Scientists at Imperial College London (ICL) have estimated that 2,300 people died in Europe during the brutal ten-day heatwave in late June and early July.
The researchers also calculated that the effects of climate change tripled the death toll of the disaster, which would have been much milder were it not for the burning of fossil fuels and the consequent increased concentration of heat-trapping greenhouse gases in the atmosphere.
During the event, wildfires erupted throughout the continent as hot and dry air turned woodlands into tinderboxes. The heat also forced mass school closures in France, work bans in Italy and delays on trains (including one carrying your correspondent) due to sagging electric lines.
The effects of the temperature spike were exacerbated by Europe’s relative lack of air conditioning - a technology that effectively cools indoor environments by collecting heat and expelling it to the building’s exterior. Only 20% of households on the continent have A/C, compared to higher than 90% in the United States and Japan and around 60% in China.
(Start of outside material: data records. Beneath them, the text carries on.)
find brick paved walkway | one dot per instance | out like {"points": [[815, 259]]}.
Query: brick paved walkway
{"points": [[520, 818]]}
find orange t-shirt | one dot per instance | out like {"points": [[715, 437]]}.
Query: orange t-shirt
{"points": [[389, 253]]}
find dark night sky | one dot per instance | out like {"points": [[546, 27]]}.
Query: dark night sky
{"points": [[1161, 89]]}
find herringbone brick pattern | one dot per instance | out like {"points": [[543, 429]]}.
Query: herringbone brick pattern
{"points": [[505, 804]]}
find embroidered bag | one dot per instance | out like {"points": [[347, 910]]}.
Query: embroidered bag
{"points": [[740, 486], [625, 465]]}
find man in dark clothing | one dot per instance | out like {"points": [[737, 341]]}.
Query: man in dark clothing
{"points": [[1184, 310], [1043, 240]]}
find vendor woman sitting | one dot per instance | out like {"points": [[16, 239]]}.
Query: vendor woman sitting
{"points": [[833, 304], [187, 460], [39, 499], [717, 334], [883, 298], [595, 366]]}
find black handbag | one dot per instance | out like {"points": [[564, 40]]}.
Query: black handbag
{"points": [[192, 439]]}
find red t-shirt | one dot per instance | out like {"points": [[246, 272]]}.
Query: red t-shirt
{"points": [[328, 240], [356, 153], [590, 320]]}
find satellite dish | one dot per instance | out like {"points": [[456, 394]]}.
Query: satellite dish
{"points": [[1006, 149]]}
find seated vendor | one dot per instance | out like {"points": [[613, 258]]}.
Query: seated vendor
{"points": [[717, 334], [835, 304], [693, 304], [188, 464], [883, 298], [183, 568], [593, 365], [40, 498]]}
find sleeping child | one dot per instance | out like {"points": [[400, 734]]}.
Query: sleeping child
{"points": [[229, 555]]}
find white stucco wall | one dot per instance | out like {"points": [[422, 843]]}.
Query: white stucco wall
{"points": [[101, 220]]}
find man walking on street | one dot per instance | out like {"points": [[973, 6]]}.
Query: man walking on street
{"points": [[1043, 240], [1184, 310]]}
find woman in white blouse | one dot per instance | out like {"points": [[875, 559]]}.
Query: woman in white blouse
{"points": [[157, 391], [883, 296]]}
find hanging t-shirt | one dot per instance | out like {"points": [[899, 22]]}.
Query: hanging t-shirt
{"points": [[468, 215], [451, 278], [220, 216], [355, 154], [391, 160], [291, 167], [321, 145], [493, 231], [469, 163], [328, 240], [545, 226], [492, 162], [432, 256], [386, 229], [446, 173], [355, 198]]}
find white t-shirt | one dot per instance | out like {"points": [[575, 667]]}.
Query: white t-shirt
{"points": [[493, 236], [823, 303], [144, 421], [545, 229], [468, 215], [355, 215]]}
This difference is due in part to Europe’s historically mild climate and high energy prices in many countries. But cultural aversion to the artifice of the technology itself is also a factor. For generations Europeans have gently chided visiting American tourists for their attachment to the A/C and the comfort it provides, viewing it as an indulgence.
To A/C or Not to A/C?
This year’s heatwave, however, clearly illustrates that in an era of climate change access to cooling becomes less an issue of comfort or extravagance and more an issue of life or death.
A recent analysis featured in London’s Financial Times demonstrated that death rates skyrocket 100%-150% in major European cities after an extreme heatwave, while in the United States they barely budge. Such starkly disparate numbers have created momentum across the European political spectrum to increase access to air conditioning through subsidies or mandates.
Even more useful, however, would be a concerted effort to install heat pumps across the Vieux Continent. These devices work like air conditioners in summer but are also capable of providing heat in winter. They operate on electricity, which means in addition to keeping Europeans cool they would directly reduce carbon emissions in the heating sector.
Putting a heat pump in 50% of European homes by 2030 would be one of the biggest and most important killing of two birds with one stone in public policy history, marrying tangible public health benefits with Europe’s climate goals. Furthering energy independence (heat pumps are powered by locally generated electricity and often made in Europe) would be an added bonus. Such a policy should be immediately adopted by the EU, Britain and all other European countries.
The grim trajectory of the Earth’s climate means inaction is not an option. The deadly summer of 2025 will be one of the coolest we experience in our lifetimes. The pleasant not-too-warm summers of our childhoods are gone forever - a vanished country to whose bourn no traveller may return.